Obama est de nouveau favorable au “mariage” gay

C’est un pari risqué qu’a fait Barack Obama. Reçu par Robin Roberts dans l’émission Good Morning America (diffusée jeudi sur ABC News) le président américain sortant s’est déclaré favorable au “mariage” gay. On le savait “en train d’évoluer” sur cette question et le vice-président des États-Unis, Joe Biden, avait assuré en fin de semaine dernière être “tout à fait à l’aise” avec les unions homosexuelles.

“Je viens de conclure que, pour moi, personnellement, il est important, pour moi, d’aller de l’avant et d’affirmer que je pense, à savoir que les couples de même sexe devraient être en mesure de se marier », a dit Barack Obama, un peu hésitant. Car il a “hésité”, lui qui pensait tout d’abord que les unions civiles suffisaient et qui était “sensible” à tous ces Américains pour qui le mot “mariage” évoque « quelque chose de très fort, des croyances religieuses et ainsi de suite”.

Pour expliquer son changement, Barack Obama utilise le registre de l’émotion : il évoque notamment des discussions avec ses filles qui auraient des amis dont les parents sont homosexuels.

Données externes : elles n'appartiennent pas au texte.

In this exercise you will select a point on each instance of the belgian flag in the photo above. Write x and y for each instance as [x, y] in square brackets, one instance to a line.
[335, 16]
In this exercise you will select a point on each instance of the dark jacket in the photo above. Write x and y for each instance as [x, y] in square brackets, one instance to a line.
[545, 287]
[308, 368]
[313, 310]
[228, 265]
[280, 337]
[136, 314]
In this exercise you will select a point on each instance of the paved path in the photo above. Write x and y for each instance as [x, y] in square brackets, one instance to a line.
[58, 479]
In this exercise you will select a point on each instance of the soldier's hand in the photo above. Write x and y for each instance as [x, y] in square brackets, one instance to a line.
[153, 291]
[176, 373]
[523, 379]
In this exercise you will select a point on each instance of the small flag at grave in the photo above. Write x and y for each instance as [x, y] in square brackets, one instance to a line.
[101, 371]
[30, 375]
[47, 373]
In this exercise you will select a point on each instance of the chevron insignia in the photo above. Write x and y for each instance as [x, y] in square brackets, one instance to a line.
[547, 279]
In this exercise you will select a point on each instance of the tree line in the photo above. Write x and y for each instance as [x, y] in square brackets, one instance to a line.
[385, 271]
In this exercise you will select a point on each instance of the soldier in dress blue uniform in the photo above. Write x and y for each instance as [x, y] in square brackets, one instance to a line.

Objectif : capter les votes d’un électorat gay qui attendait davantage du président sortant que la seule abolition du “Don’t ask, don’t tell » en vigueur dans l’armée depuis 1993.

Un pari risqué quand on sait que, selon un sondage réalisé en septembre 2011, la question est « extrêmement importante » ou « très importante » pour 44% des adversaires du « mariage » gay (alors 19,36% de la population) contre seulement 32% de ses partisans (alors 16,96% de la population).

Une telle décision pourrait également aider Mitt Romney a faire le plein de voix à droite (74% des Républicains sont hostiles au “mariage” gay) et à convaincre les derniers chrétiens évangéliques réticents de voter pour un mormon. Enfin, Barack Obama pourra moins accuser son adversaire républicain d’être un candidat “flip-flop” (qui change tout le temps d’avis).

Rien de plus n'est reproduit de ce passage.